The Winter of my Discontent.

It was the start of winter in December 2018 and I had now been home for a couple of weeks. Enough time surely to experience Falling and to know how important it was NOT to Fall! I obviously had not learn something from the garage fall a couple of weeks back. I had several more falls of varying degrees to convince me but one in particularly I vividly remember. I was in the house and trying to get to my iphone which was across the room ringing. In my haste I swirled around and the feet didn’t cooperate and I was going down, primarly because I rushed. The nearest thing to catch my fall with was a living room chair…
IMG_6996
with a cushion part contrasted with the hardwood. Scary that my face was planted into and came to a hard rest next to the hard wood. Thankfully I only bruised my right side of my face and eye but avoided breaking any face-bones or eye sockets. It was sore for a while. That could have easily turned out differently. I knew I had to slow down. Yet, I was doing anything but and ready to kick the stroke recovery into high gear.

Winter was settling in and the way I was thinking I got to get busying with recovery. Time is every thing with a stroke. This is what I got to work with …

https://youtu.be/2Cgvt8gi9P0

I had to lift the right hand with my left hand to get it on to the table to have it do that great feat!
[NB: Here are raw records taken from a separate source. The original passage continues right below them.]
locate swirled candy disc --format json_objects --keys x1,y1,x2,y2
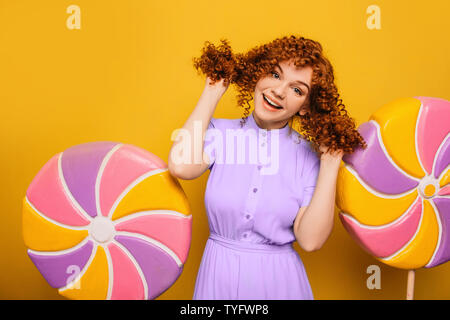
[
  {"x1": 337, "y1": 97, "x2": 450, "y2": 269},
  {"x1": 23, "y1": 142, "x2": 192, "y2": 299}
]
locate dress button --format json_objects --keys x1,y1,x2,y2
[
  {"x1": 261, "y1": 142, "x2": 266, "y2": 147},
  {"x1": 257, "y1": 165, "x2": 262, "y2": 170},
  {"x1": 262, "y1": 131, "x2": 266, "y2": 137},
  {"x1": 242, "y1": 232, "x2": 248, "y2": 238},
  {"x1": 253, "y1": 188, "x2": 258, "y2": 193},
  {"x1": 245, "y1": 214, "x2": 252, "y2": 219}
]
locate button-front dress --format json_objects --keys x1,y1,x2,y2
[{"x1": 192, "y1": 111, "x2": 320, "y2": 300}]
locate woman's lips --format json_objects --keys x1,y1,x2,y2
[{"x1": 262, "y1": 94, "x2": 283, "y2": 112}]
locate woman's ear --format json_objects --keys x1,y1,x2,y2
[
  {"x1": 297, "y1": 99, "x2": 311, "y2": 116},
  {"x1": 297, "y1": 105, "x2": 310, "y2": 116}
]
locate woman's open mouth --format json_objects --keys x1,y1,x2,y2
[{"x1": 262, "y1": 94, "x2": 283, "y2": 111}]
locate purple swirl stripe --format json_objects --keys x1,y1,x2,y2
[
  {"x1": 343, "y1": 121, "x2": 419, "y2": 194},
  {"x1": 61, "y1": 141, "x2": 119, "y2": 217},
  {"x1": 27, "y1": 239, "x2": 94, "y2": 288},
  {"x1": 115, "y1": 235, "x2": 182, "y2": 300},
  {"x1": 426, "y1": 198, "x2": 450, "y2": 268}
]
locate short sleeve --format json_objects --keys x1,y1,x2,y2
[
  {"x1": 300, "y1": 148, "x2": 320, "y2": 207},
  {"x1": 203, "y1": 118, "x2": 216, "y2": 170}
]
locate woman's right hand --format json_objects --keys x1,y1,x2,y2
[{"x1": 204, "y1": 76, "x2": 230, "y2": 97}]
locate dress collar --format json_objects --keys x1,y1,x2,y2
[{"x1": 246, "y1": 111, "x2": 290, "y2": 136}]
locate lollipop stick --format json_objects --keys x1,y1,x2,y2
[{"x1": 406, "y1": 269, "x2": 415, "y2": 300}]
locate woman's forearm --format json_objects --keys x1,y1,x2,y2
[
  {"x1": 168, "y1": 86, "x2": 223, "y2": 179},
  {"x1": 294, "y1": 159, "x2": 341, "y2": 251}
]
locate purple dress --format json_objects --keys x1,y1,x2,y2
[{"x1": 193, "y1": 112, "x2": 320, "y2": 300}]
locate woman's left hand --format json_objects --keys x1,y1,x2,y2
[{"x1": 319, "y1": 145, "x2": 344, "y2": 166}]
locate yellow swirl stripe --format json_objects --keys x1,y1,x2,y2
[
  {"x1": 111, "y1": 170, "x2": 190, "y2": 221},
  {"x1": 370, "y1": 97, "x2": 426, "y2": 178},
  {"x1": 337, "y1": 166, "x2": 418, "y2": 225},
  {"x1": 22, "y1": 197, "x2": 88, "y2": 251}
]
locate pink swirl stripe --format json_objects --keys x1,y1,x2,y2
[
  {"x1": 99, "y1": 144, "x2": 167, "y2": 217},
  {"x1": 439, "y1": 186, "x2": 450, "y2": 196},
  {"x1": 415, "y1": 96, "x2": 450, "y2": 175},
  {"x1": 108, "y1": 243, "x2": 145, "y2": 299},
  {"x1": 115, "y1": 213, "x2": 192, "y2": 263},
  {"x1": 26, "y1": 154, "x2": 90, "y2": 226},
  {"x1": 427, "y1": 198, "x2": 450, "y2": 267},
  {"x1": 340, "y1": 197, "x2": 422, "y2": 257}
]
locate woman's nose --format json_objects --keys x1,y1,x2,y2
[{"x1": 272, "y1": 85, "x2": 285, "y2": 100}]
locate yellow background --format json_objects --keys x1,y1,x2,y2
[{"x1": 1, "y1": 0, "x2": 449, "y2": 299}]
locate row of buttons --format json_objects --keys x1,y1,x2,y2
[
  {"x1": 258, "y1": 126, "x2": 270, "y2": 166},
  {"x1": 261, "y1": 129, "x2": 267, "y2": 147},
  {"x1": 242, "y1": 210, "x2": 254, "y2": 240},
  {"x1": 241, "y1": 131, "x2": 266, "y2": 239}
]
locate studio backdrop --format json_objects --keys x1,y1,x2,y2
[{"x1": 0, "y1": 0, "x2": 449, "y2": 299}]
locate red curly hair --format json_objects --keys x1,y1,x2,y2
[{"x1": 192, "y1": 35, "x2": 367, "y2": 155}]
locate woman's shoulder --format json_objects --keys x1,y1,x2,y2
[
  {"x1": 209, "y1": 116, "x2": 245, "y2": 130},
  {"x1": 292, "y1": 132, "x2": 319, "y2": 160},
  {"x1": 289, "y1": 130, "x2": 310, "y2": 148}
]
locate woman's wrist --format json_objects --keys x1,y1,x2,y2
[
  {"x1": 203, "y1": 77, "x2": 229, "y2": 98},
  {"x1": 319, "y1": 146, "x2": 344, "y2": 168},
  {"x1": 319, "y1": 153, "x2": 343, "y2": 176},
  {"x1": 203, "y1": 87, "x2": 224, "y2": 99}
]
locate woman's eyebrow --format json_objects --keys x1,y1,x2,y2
[
  {"x1": 293, "y1": 80, "x2": 310, "y2": 92},
  {"x1": 276, "y1": 63, "x2": 310, "y2": 92}
]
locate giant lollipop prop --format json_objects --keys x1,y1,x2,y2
[
  {"x1": 22, "y1": 141, "x2": 192, "y2": 299},
  {"x1": 337, "y1": 97, "x2": 450, "y2": 299}
]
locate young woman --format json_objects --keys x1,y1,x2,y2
[{"x1": 168, "y1": 35, "x2": 366, "y2": 299}]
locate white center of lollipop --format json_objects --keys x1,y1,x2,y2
[
  {"x1": 418, "y1": 175, "x2": 439, "y2": 199},
  {"x1": 90, "y1": 217, "x2": 115, "y2": 244}
]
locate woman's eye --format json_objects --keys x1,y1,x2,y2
[
  {"x1": 294, "y1": 87, "x2": 303, "y2": 95},
  {"x1": 271, "y1": 71, "x2": 279, "y2": 79}
]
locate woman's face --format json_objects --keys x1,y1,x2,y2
[{"x1": 253, "y1": 60, "x2": 312, "y2": 130}]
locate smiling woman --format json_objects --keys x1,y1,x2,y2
[
  {"x1": 253, "y1": 60, "x2": 313, "y2": 129},
  {"x1": 168, "y1": 35, "x2": 366, "y2": 300},
  {"x1": 192, "y1": 35, "x2": 367, "y2": 155}
]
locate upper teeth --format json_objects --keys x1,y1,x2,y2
[{"x1": 264, "y1": 95, "x2": 281, "y2": 108}]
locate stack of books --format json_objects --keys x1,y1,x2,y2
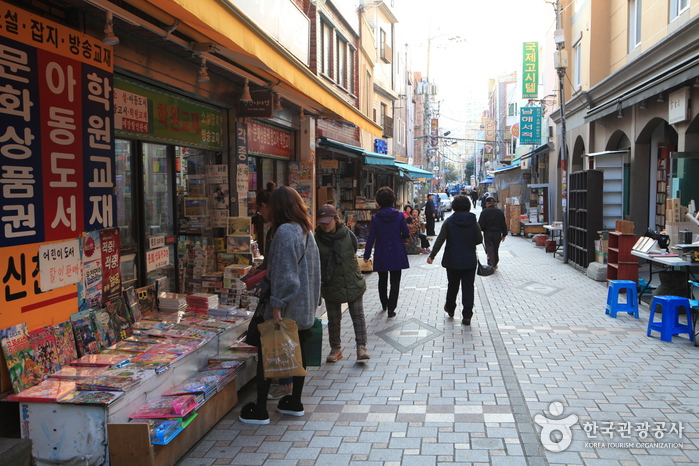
[
  {"x1": 6, "y1": 379, "x2": 76, "y2": 402},
  {"x1": 129, "y1": 395, "x2": 198, "y2": 419},
  {"x1": 58, "y1": 390, "x2": 124, "y2": 405},
  {"x1": 163, "y1": 374, "x2": 218, "y2": 402},
  {"x1": 158, "y1": 293, "x2": 188, "y2": 313},
  {"x1": 186, "y1": 293, "x2": 219, "y2": 313},
  {"x1": 48, "y1": 366, "x2": 107, "y2": 381},
  {"x1": 70, "y1": 353, "x2": 131, "y2": 368}
]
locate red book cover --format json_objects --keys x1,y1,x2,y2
[
  {"x1": 29, "y1": 325, "x2": 61, "y2": 376},
  {"x1": 6, "y1": 379, "x2": 76, "y2": 402}
]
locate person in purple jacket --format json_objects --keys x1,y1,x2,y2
[{"x1": 363, "y1": 186, "x2": 410, "y2": 318}]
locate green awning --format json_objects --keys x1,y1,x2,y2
[
  {"x1": 364, "y1": 151, "x2": 395, "y2": 166},
  {"x1": 395, "y1": 162, "x2": 433, "y2": 179}
]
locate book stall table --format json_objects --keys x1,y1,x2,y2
[
  {"x1": 523, "y1": 223, "x2": 546, "y2": 238},
  {"x1": 632, "y1": 250, "x2": 699, "y2": 302},
  {"x1": 16, "y1": 320, "x2": 255, "y2": 466},
  {"x1": 544, "y1": 225, "x2": 564, "y2": 257}
]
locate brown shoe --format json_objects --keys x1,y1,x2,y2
[
  {"x1": 444, "y1": 305, "x2": 454, "y2": 318},
  {"x1": 326, "y1": 348, "x2": 343, "y2": 362},
  {"x1": 357, "y1": 346, "x2": 371, "y2": 360}
]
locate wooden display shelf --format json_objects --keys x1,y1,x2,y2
[{"x1": 108, "y1": 382, "x2": 238, "y2": 466}]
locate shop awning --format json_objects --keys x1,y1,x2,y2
[
  {"x1": 317, "y1": 137, "x2": 396, "y2": 166},
  {"x1": 394, "y1": 162, "x2": 434, "y2": 179},
  {"x1": 144, "y1": 0, "x2": 383, "y2": 137},
  {"x1": 493, "y1": 164, "x2": 520, "y2": 174},
  {"x1": 520, "y1": 143, "x2": 553, "y2": 160},
  {"x1": 479, "y1": 178, "x2": 494, "y2": 184}
]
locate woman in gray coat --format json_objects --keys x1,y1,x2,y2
[{"x1": 239, "y1": 186, "x2": 321, "y2": 425}]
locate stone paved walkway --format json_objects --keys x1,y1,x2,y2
[{"x1": 178, "y1": 211, "x2": 699, "y2": 466}]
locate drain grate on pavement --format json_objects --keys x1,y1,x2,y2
[
  {"x1": 376, "y1": 318, "x2": 444, "y2": 353},
  {"x1": 517, "y1": 280, "x2": 562, "y2": 296}
]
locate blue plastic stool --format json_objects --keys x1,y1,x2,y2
[
  {"x1": 605, "y1": 280, "x2": 639, "y2": 318},
  {"x1": 647, "y1": 296, "x2": 695, "y2": 342}
]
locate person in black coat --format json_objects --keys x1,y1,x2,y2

It wasn't much! However, it just defined the scope of the recovery mission. Not to mention walking and restoring the right leg and gait. Plus there is above the neckline … mouth, facial, emotions, speech, balance, uncontrolled crying. Oh … there is also the thinking. How do I measure that? … I think I'm ok but there are issues there too I know. I'm sure it shows in my writing.

One of the first things to do was to get my Doctor to refill the new prescriptions. They were …

New Medication for stroke (Oct 7' 2018 - Acute Ischemic left MCA Stroke)

Clopidogrel 75 mg
Aspirin 81 mg
Levetiracetam 500 mg (2 a day)
Trazodone 50 Mg

Taking these before the stroke

Lisinopril 20 mg
Simvastatin 40 mg
Pantoprazole 40 mg

Just what I didn't want … more drugs … but I didn't want another stroke so end of that complaint. I did stop the Trazodone figuring I didn't need it at home. It helped with sleep when I was confined in rehab but home I should sleep better Doctor said. They also initially took me off Lisinopril … said the month I was there my blood pressure was normal or below. Much of this would change in the coming months.

Next "Get Smart". I read everything I could about Strokes, listen to podcasts, TED Talks you name it. I educated myself on Strokes so I could see what works and what doesn't and learn more about it. I've done that my whole life when faced with some issue I don't understand or no nothing about. The problem with doing that is over saturation. I became my own worse Doctor and it increased my worry ten fold. I stopped after a while … I learned some interesting stuff and learned about some inspirational people who made unbelievable recoveries but when I started seeing myself in the statistics I stopped. The mind needs to focus on here and now. There is an infinite number of possibilities and I was tired of trying to put a bow on the right one for me. Enough! Do my best and leave the rest to God.

Even so I was desperate and so was Yong to make sure we were not leaving any stone unturned. How could we fix this? Being from South Korea her suggestions were quite different than mine … as in acupuncture for strokes. I wasn't a believer but she was persistent … I think you know what I mean. I, on the other hand was getting STAR therapy lined up and in addition working out like crazy during the winter time. That was my plan. We started off together in working my way back to health but the seeds of war had been laid and the battle soon would be fought.

For some reason … I felt optimistic at this point to just get started … but everything takes your time … especially stroke recovery. The roller coaster was starting to move.